COBURN: One, if you really practice medicine the way we are trained, there is no way you can pay your nurses and overhead on reimbursement. But they don't because Medicare has such low over-imbursement, they end up seeing way too many people to be able to afford to see the patients and keep their office open. And what we will see is that going on down.

So the real question for Medicare is you have a Medicare plan, but if you can't get a doctor, do you have health care? That's what's happening across the country, the people who are turning 65 this year and becoming Medicare eligible, half of them are having trouble finding a physician.

VAN SUSTEREN: But even under the cut, if you find a doctor, under Medicare in light of the economic pressure we are putting on the doctors, they have to push you through quickly, so you don't get your questions worried and so I am not sure the level of care, especially if you get older and have health problem. The quality is going to go down.

COBURN: And one of the things that's a consequence of that, when the doctor doesn't spend the appropriate time with you, what do they do? They order a whole bunch more tests to cover what they didn't get to ask you about so that they make sure they are not missing anything. So we increase all of this testing that is really unnecessary because we won't reimburse and recognize the value of a physician relating to a patient and paying them for the time that they will spend with the patient.

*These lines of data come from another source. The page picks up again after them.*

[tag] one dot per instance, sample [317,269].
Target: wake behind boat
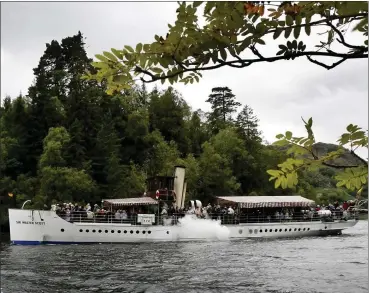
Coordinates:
[161,215]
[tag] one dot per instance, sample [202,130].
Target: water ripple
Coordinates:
[304,265]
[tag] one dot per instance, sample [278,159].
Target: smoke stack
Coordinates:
[179,174]
[184,195]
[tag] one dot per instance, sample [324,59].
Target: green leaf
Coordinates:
[279,136]
[117,53]
[287,32]
[260,41]
[277,33]
[110,56]
[245,43]
[308,30]
[139,48]
[129,49]
[289,20]
[296,32]
[223,54]
[196,4]
[101,58]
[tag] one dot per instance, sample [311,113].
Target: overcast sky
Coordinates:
[280,93]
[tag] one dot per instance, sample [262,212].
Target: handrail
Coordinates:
[27,201]
[225,219]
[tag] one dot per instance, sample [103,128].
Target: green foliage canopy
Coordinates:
[233,34]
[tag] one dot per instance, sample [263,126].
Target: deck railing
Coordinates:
[225,219]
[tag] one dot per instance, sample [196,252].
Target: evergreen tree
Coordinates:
[248,123]
[223,104]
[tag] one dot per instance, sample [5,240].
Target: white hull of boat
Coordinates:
[32,227]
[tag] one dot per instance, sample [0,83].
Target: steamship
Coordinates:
[33,227]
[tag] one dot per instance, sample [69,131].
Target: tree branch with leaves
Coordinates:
[233,36]
[304,157]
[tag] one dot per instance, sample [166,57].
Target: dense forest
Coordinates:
[67,140]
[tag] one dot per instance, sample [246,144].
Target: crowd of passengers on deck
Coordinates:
[228,214]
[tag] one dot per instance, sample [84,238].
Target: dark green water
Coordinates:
[305,265]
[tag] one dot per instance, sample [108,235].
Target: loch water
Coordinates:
[302,265]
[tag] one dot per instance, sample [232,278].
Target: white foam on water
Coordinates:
[191,227]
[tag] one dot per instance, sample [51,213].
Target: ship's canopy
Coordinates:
[250,202]
[130,201]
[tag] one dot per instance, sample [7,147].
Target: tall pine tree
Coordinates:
[223,104]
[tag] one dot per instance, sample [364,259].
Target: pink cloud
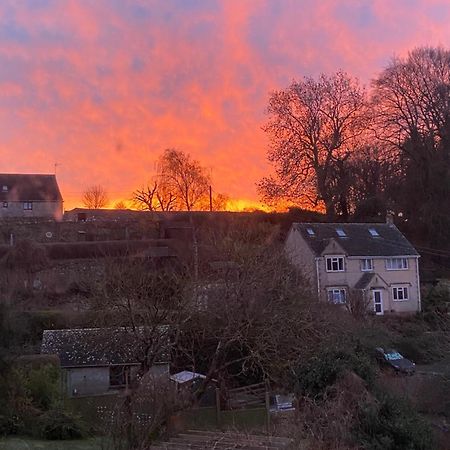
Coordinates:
[102,87]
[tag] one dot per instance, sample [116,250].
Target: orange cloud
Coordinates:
[103,87]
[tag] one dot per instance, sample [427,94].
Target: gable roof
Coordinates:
[29,187]
[358,240]
[90,347]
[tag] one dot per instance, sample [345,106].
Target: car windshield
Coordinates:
[393,356]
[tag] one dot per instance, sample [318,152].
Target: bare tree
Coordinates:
[155,197]
[314,126]
[120,205]
[95,197]
[412,97]
[412,100]
[184,177]
[254,320]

BARRASSO: And the president uses the word coverage and care interchangeably, but they are very different. There may be a time coming very shortly where someone with a Medicare card can't get care.

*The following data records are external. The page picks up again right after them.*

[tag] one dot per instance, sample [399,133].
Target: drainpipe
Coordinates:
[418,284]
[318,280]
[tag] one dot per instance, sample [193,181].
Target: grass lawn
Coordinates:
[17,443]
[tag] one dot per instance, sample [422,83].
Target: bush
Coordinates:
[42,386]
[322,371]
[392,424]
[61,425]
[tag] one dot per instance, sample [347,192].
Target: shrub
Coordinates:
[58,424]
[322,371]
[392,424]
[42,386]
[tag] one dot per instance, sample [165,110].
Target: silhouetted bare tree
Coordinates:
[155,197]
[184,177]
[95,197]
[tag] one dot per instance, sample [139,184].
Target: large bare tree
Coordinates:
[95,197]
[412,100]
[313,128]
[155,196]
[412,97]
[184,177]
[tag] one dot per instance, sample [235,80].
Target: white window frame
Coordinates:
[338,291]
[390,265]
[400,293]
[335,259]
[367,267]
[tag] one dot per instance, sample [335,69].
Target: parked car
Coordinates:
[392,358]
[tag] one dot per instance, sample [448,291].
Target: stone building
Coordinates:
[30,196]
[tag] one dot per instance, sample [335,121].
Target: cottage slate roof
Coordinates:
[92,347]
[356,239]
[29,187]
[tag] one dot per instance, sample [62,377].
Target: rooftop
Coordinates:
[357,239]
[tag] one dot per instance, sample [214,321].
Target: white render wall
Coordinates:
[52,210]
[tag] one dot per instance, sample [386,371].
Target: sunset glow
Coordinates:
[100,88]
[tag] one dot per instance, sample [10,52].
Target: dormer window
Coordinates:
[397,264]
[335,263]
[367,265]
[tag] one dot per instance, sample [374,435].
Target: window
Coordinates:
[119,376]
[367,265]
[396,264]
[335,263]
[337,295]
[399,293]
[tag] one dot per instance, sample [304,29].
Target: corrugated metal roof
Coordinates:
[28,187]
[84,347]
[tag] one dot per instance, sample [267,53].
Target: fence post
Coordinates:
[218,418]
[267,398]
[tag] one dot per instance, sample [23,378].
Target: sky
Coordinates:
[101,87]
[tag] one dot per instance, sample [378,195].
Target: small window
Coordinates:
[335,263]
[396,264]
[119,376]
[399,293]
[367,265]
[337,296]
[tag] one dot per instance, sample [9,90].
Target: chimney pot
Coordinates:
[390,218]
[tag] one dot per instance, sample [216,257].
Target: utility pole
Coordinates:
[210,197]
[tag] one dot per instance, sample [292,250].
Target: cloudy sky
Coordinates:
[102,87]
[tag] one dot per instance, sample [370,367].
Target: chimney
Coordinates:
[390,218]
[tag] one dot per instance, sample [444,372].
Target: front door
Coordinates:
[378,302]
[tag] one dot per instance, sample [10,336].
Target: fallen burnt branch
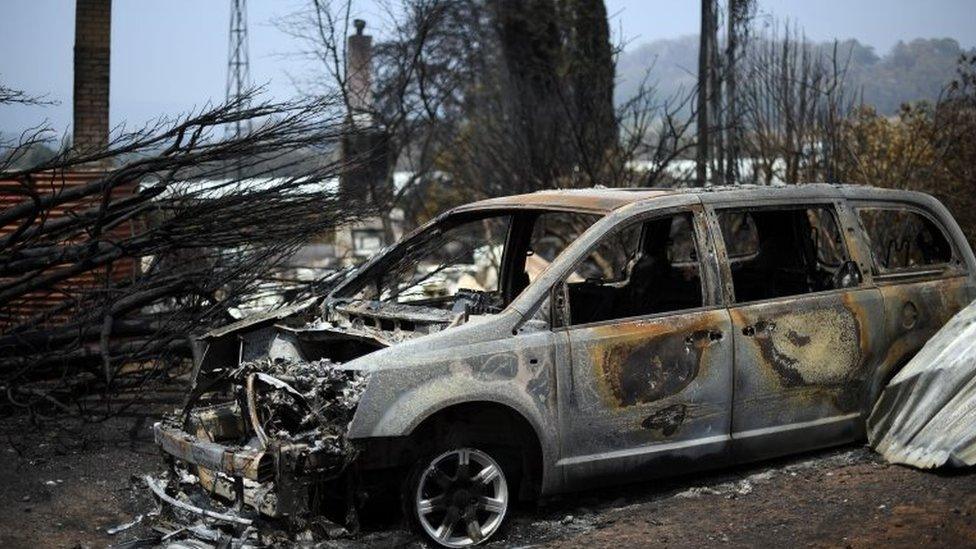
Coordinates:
[112,259]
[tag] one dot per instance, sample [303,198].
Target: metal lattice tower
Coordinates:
[238,64]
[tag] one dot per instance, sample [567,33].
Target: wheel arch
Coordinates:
[490,421]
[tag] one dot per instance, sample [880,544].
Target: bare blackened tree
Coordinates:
[793,100]
[135,259]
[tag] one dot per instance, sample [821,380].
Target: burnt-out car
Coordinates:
[543,343]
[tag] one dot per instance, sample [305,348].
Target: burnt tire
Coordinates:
[459,494]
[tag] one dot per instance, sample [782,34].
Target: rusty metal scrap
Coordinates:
[926,414]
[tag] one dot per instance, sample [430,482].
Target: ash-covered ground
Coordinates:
[66,484]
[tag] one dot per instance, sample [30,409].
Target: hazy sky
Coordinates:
[169,56]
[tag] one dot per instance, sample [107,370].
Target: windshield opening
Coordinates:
[477,260]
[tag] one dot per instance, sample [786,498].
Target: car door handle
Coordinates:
[706,336]
[760,326]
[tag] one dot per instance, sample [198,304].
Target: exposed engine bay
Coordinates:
[262,435]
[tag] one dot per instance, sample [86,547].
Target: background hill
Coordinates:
[910,71]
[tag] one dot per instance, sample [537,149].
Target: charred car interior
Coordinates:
[537,344]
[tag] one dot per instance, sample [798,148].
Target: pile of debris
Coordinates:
[284,421]
[926,415]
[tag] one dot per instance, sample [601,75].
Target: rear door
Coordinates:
[649,390]
[804,326]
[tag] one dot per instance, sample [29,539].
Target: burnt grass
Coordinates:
[65,483]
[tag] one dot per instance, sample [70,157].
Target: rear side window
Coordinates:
[777,253]
[904,240]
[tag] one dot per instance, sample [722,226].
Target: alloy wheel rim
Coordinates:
[462,498]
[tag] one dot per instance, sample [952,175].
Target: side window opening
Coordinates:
[904,240]
[645,268]
[552,232]
[783,252]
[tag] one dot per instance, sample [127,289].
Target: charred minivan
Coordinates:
[541,343]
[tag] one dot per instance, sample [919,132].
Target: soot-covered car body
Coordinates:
[541,343]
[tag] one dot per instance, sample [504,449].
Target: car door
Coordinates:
[649,386]
[805,329]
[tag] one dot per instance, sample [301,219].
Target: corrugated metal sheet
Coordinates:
[926,416]
[38,303]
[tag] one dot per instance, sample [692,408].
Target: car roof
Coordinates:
[605,199]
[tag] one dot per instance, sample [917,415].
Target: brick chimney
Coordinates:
[93,25]
[359,70]
[364,145]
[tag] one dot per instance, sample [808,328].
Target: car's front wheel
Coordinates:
[458,497]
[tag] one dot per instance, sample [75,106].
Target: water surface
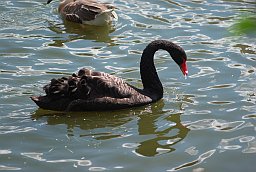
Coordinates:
[204,123]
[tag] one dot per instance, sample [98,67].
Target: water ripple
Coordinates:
[200,159]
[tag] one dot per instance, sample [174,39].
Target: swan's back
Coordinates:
[89,90]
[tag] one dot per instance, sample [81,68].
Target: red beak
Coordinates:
[184,68]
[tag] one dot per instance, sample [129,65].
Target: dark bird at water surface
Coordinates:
[91,91]
[88,12]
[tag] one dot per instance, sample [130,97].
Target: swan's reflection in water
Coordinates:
[68,31]
[158,129]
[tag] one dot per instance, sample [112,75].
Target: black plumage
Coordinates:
[90,90]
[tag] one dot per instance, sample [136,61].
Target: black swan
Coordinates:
[89,90]
[88,12]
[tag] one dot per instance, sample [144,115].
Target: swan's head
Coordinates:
[183,67]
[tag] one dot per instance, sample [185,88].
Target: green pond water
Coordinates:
[204,123]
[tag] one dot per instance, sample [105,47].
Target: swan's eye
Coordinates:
[184,67]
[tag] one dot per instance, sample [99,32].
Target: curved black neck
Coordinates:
[152,85]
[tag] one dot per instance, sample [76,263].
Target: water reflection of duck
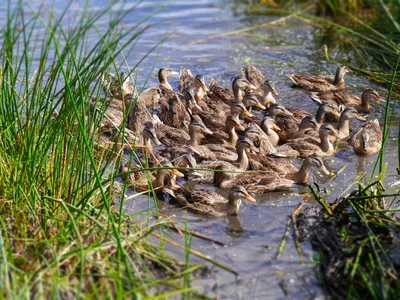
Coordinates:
[348,99]
[319,83]
[209,202]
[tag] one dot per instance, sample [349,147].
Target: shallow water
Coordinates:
[252,239]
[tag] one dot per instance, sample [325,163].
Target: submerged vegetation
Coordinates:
[61,236]
[357,236]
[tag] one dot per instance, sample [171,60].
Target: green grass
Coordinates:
[355,235]
[61,234]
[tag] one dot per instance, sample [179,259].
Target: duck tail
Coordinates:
[314,96]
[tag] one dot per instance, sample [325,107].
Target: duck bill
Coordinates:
[204,85]
[325,170]
[274,92]
[254,149]
[177,173]
[260,106]
[252,86]
[207,131]
[169,192]
[276,128]
[361,118]
[247,114]
[239,127]
[249,198]
[156,141]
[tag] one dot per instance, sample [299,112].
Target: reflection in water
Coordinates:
[234,228]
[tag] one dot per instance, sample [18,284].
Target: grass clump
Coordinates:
[356,238]
[60,234]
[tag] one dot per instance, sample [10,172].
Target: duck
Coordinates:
[254,76]
[143,181]
[287,119]
[347,115]
[215,119]
[174,112]
[348,99]
[269,127]
[117,86]
[218,93]
[261,139]
[308,127]
[328,112]
[237,161]
[250,101]
[229,136]
[368,139]
[320,83]
[270,181]
[197,130]
[209,202]
[197,84]
[152,96]
[268,98]
[265,89]
[307,147]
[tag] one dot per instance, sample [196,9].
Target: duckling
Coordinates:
[287,119]
[260,139]
[265,95]
[254,76]
[215,120]
[153,95]
[344,122]
[174,112]
[269,181]
[143,181]
[348,99]
[308,127]
[270,128]
[319,83]
[367,140]
[117,86]
[196,133]
[308,147]
[251,101]
[218,93]
[328,111]
[269,93]
[229,136]
[208,202]
[197,84]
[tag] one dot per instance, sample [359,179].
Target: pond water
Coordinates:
[197,38]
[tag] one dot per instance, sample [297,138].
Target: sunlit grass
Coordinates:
[61,234]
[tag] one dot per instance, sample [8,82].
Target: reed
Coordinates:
[61,235]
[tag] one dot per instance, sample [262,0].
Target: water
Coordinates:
[252,239]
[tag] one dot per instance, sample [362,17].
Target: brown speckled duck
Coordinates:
[308,147]
[367,140]
[270,180]
[348,99]
[208,202]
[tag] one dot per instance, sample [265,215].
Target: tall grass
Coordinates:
[60,234]
[354,236]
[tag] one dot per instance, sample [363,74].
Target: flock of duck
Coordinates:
[211,134]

What these senators are touching on is the overall, overarching issue we have with health care in this country. By offering universal health care to the poor and elderly but not everyone else, we've created a system that rewards exclusivity and treatments that might be cutting-edge but aren't necessary. The 'free markets' should not apply to health care. I note, for example, that neither of these two doctors mention the fact that they are very wealthy men because their chosen professions allowed them to become so. If we had no markets and a single payer system, the issues they're whining about wouldn't exist. On the other hand, they wouldn't be as wealthy either.

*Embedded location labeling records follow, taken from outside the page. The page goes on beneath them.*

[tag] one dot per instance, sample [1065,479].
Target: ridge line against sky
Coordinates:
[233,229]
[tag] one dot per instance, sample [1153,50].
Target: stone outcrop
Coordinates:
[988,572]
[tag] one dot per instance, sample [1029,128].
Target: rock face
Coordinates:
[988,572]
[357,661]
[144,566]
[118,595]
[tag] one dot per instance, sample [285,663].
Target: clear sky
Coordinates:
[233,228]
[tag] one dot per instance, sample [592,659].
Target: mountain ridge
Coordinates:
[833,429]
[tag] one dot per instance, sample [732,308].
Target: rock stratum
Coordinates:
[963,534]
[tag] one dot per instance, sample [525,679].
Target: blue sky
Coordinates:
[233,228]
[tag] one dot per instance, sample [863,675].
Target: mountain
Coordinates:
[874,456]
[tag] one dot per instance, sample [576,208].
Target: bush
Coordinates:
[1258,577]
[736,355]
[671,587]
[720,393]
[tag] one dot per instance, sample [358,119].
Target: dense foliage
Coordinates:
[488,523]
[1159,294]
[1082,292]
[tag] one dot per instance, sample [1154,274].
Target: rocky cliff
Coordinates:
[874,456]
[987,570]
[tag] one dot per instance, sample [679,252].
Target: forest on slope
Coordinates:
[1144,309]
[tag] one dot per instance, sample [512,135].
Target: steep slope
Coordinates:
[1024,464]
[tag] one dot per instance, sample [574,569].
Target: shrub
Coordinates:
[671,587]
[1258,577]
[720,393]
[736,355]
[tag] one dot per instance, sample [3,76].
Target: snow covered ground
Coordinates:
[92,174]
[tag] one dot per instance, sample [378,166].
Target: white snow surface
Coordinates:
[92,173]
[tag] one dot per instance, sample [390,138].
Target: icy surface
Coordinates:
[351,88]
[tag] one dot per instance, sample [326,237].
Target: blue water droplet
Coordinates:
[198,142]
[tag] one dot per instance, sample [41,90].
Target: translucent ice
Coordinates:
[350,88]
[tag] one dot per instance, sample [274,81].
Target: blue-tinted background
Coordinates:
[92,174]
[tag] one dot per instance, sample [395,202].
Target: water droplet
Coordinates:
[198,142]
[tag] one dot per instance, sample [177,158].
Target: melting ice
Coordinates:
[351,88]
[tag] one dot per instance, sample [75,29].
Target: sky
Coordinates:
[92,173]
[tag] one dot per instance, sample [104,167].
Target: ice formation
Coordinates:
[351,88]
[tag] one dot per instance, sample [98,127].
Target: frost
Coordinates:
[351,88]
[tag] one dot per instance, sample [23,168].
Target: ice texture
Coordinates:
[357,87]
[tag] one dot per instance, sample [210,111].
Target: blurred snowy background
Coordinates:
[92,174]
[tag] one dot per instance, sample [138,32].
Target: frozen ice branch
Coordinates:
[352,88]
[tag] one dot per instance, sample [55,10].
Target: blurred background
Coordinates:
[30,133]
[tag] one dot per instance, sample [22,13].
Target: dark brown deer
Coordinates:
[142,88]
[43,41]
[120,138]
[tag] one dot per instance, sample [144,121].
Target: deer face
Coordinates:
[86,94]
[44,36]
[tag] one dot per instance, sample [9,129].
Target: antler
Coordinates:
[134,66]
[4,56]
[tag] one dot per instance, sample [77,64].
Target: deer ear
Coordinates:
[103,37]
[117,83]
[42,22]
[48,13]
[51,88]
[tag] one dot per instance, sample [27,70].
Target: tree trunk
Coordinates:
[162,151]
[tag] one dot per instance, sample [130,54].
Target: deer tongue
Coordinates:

What bothers these men most about the changes to Medicare? The Affordable Care Act shifts dollars to outcomes and away from markets. Yes, it is an imperfect model but it is one that begins to force providers and patients alike to deal with health care within a universe of limited resources which should be available to all. The hospital trust find will not be bankrupt in four years if the dollars are spent helping people to stay out of hospitals rather than funding every unproven treatment available. It will benefit from removal of insurer subsidies.

It's apparent that these two would like to continue to profit on the backs of hard-working Americans who have paid for and expect to receive Medicare benefits. I will enjoy watching them extol Obamacare's benefits in a few more years. Watch for it. It will come.